Even though we had our options of eating at either The Litehouse or at Bill's Boat Landing - which is more of a bar that caters to boaters and motorcyclists - we decided to go to nearby Prairie du Chien for dinner. Well, Prairie du Chien is not exactly close, but it's the closest bigger town with a grocery store and a Wal Mart. However, we did have a couple drinks at The Litehouse so Cindy could remininsce about going there with her family years ago.
While it was peaceful and quiet - for the most part - at The Claytonian Inn, it's location did have two draw backs. One, it was situated - literally - next to the street. The sidewalk/sitting area in front of our room was bordered by the street that carried traffic to and from Bill's Boat Landing. The noise from the motorcycles and pick-up trucks going by was annoying at times. (Eileen said that semi's used to use that road for a number of years to get to and from the sand and gravel depot just south of Clayton - that is, until they built a road specifically for those trucks.)

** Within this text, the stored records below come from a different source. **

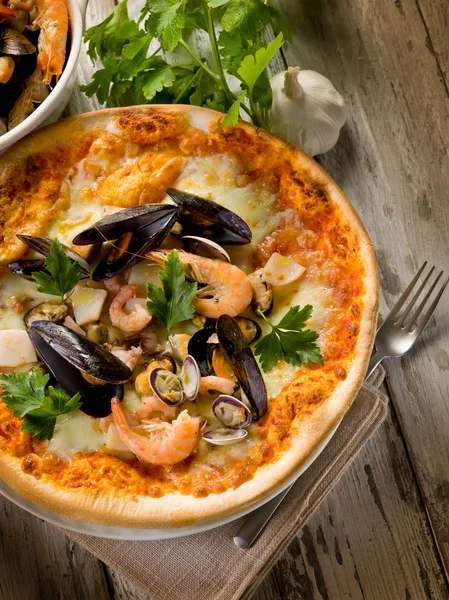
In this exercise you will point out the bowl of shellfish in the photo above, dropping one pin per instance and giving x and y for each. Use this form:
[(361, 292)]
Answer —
[(40, 42)]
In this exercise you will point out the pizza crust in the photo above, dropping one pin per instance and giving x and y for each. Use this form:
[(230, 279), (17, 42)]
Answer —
[(177, 510)]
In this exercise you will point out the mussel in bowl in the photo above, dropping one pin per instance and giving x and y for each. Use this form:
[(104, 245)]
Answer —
[(208, 219)]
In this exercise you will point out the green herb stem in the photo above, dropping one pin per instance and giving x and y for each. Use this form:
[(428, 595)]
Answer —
[(198, 60)]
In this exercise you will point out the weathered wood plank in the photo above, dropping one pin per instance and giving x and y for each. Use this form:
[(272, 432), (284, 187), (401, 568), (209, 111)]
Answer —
[(38, 562), (392, 162)]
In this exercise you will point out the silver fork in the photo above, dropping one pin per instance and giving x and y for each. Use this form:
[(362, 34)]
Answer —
[(395, 337)]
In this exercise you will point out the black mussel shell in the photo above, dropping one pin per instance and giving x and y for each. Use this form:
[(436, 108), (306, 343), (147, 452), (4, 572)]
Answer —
[(199, 349), (243, 362), (130, 219), (14, 43), (142, 240), (25, 268), (87, 356), (43, 246), (209, 220), (96, 399), (250, 329)]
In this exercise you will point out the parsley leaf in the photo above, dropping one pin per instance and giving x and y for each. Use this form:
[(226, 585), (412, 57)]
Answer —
[(173, 302), (253, 66), (290, 340), (25, 395), (64, 272), (233, 113)]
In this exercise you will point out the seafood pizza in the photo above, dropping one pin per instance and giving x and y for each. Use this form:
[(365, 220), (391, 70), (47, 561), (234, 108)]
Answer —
[(187, 311)]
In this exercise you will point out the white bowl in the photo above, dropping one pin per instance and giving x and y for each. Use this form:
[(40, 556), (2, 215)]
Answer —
[(50, 110)]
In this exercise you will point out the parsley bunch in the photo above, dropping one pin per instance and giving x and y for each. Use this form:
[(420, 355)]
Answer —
[(132, 75), (290, 340), (173, 302), (27, 396)]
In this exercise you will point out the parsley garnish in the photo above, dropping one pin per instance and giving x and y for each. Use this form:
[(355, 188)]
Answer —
[(290, 340), (26, 395), (129, 75), (173, 302), (64, 273)]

And, secondly, The Claytonian Inn is less than 50 yards from the Dakota, Minnesota and Eastern railroad which runs a regular schedule of trains through the town both day and night. And they don't go slow or quiet through the village. One went through about midnight, another about 4 a.m. And the wheels hitting the tracks are very loud emitting a high-pitched squeal.
But other than that, The Claytonian Inn was a great place to unwind for a day and a night. There's a little park just over the tracks that has some benches to sit on as you gaze out onto the Mississippi.

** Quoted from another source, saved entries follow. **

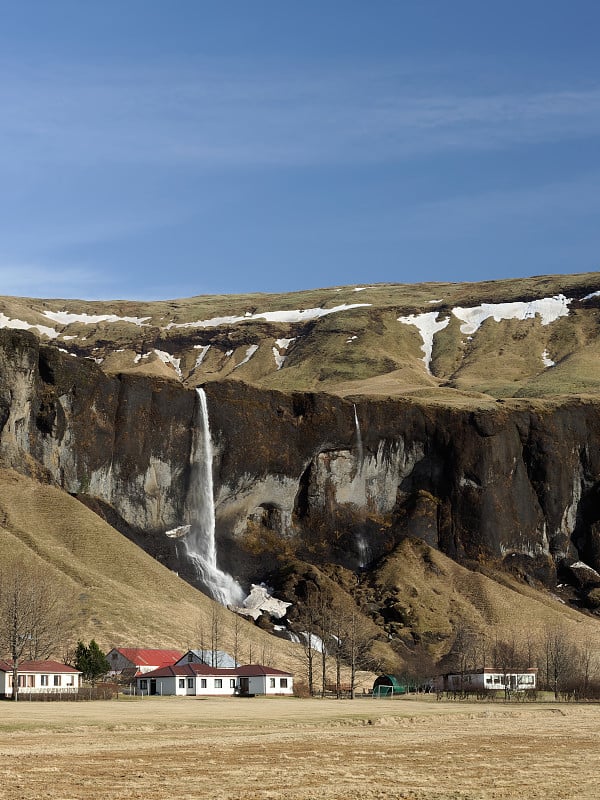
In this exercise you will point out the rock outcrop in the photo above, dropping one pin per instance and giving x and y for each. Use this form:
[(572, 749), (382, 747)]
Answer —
[(331, 479)]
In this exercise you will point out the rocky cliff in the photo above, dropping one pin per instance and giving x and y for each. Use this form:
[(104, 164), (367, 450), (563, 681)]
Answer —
[(329, 479)]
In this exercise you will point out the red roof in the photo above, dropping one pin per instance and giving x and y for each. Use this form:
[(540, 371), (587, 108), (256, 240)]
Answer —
[(145, 657), (38, 666), (191, 669), (250, 670)]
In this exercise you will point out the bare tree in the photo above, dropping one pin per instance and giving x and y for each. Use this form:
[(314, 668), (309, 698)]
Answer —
[(215, 635), (308, 623), (559, 658), (35, 619), (237, 625), (357, 645)]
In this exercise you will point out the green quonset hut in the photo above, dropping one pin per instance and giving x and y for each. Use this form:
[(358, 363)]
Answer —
[(387, 685)]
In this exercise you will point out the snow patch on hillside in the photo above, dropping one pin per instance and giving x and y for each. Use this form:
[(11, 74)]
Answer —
[(548, 308), (18, 324), (167, 358), (269, 316), (204, 348), (66, 318), (249, 353), (547, 360), (279, 351), (428, 326)]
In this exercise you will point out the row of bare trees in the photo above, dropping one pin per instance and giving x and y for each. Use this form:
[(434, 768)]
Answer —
[(36, 618), (336, 638)]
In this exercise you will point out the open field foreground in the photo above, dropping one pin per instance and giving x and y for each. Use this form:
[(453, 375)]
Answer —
[(293, 749)]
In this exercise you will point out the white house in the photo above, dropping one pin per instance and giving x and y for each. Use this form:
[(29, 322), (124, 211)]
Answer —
[(39, 677), (488, 678), (258, 679), (217, 658), (132, 661), (194, 679)]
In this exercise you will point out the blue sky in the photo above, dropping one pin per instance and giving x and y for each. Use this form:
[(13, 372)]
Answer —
[(166, 149)]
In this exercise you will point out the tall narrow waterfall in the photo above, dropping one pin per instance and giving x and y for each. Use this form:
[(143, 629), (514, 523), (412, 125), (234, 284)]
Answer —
[(200, 542), (359, 447)]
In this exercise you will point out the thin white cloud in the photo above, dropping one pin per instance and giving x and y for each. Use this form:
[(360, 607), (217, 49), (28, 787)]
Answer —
[(215, 116), (26, 280)]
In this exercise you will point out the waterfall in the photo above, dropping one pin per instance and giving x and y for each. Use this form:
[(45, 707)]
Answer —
[(363, 551), (359, 447), (200, 541)]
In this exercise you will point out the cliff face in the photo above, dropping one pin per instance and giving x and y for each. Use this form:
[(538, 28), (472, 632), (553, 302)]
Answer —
[(514, 483)]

The next morning, we met up with Eileen in her dining room for a breakfast of French Toast, sausage and fruit. It was pretty good, but quite honestly we weren't expecting a gourmet breakfast from her. The dining room was filled with antiques including a Grandfather clock and refurbished chairs. The picture window looked east out onto the river.
After we finished breakfast, we sat around with Eileen - a pleasant "60's-ish" woman with a quick smile and a brassy demeanor - and chatted for well over an hour. She was telling us about Clayton and the surrounding area. "There were 55 people when we moved here in 1996. Now there's 35 full time residents. We know everyone, including the people who live elsewhere, but have vacation homes here," Eileen said.

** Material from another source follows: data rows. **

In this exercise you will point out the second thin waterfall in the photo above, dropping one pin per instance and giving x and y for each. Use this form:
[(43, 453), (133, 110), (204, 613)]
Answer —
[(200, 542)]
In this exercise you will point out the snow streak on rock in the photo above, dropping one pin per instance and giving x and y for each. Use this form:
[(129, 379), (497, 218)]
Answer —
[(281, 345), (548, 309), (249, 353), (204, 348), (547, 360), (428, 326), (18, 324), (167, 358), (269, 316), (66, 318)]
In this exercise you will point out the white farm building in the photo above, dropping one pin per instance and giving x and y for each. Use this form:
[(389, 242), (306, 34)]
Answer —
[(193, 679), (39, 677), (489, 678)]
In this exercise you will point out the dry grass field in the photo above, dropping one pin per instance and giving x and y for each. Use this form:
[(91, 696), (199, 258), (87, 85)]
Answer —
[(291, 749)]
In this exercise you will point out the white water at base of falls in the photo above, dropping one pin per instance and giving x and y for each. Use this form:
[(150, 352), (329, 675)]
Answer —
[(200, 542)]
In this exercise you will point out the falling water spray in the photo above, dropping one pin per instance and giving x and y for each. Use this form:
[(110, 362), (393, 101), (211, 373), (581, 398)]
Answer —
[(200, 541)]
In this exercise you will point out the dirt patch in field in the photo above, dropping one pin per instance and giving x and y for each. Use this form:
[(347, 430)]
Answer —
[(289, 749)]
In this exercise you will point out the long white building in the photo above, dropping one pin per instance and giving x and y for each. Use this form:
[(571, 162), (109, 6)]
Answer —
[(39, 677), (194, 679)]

Fall is her most busy time with business peaking about the same time the leaves change on the millions of trees that line the Mississippi. Business has been tough since the economy tanked a couple years ago. Eileen told us that she doesn't see the same people like she used to. There's a number of B&B's in the area and many of them are having a tough time. "This area of Northeast Iowa is dependent upon tourism," Eileen explained. "We're holding on the best we can, but a lot of people need to have a good summer or they may be in trouble."
We looked at pictures of The Claytonian Inn from years ago and at some of the flooding that had occurred over the years. She said the river - which is less than 100 yards from the front of the place - usually doesn't get up as far as the B&B. But she said it will get close from time to time. "We've had to sandbag a couple times," she said. "But it affects the houses to the north of us more." She showed us pictures of some of the houses north of the Litehouse restaurant where the houses were submerged in water.
I'd never stayed in a bed and breakfast before. There is just something a little weird to me staying in someone's home. But The Claytonian Inn was probably more of a small theme motel than a B&B. But in just talking with Eileen Christensen, I could tell why a lot of people enjoy her company. I didn't feel uncomfortable sitting and talking with her and I had a great sense of why people continue to come back to The Claytonian Inn for a stress reliever. We're going to go back again at some point.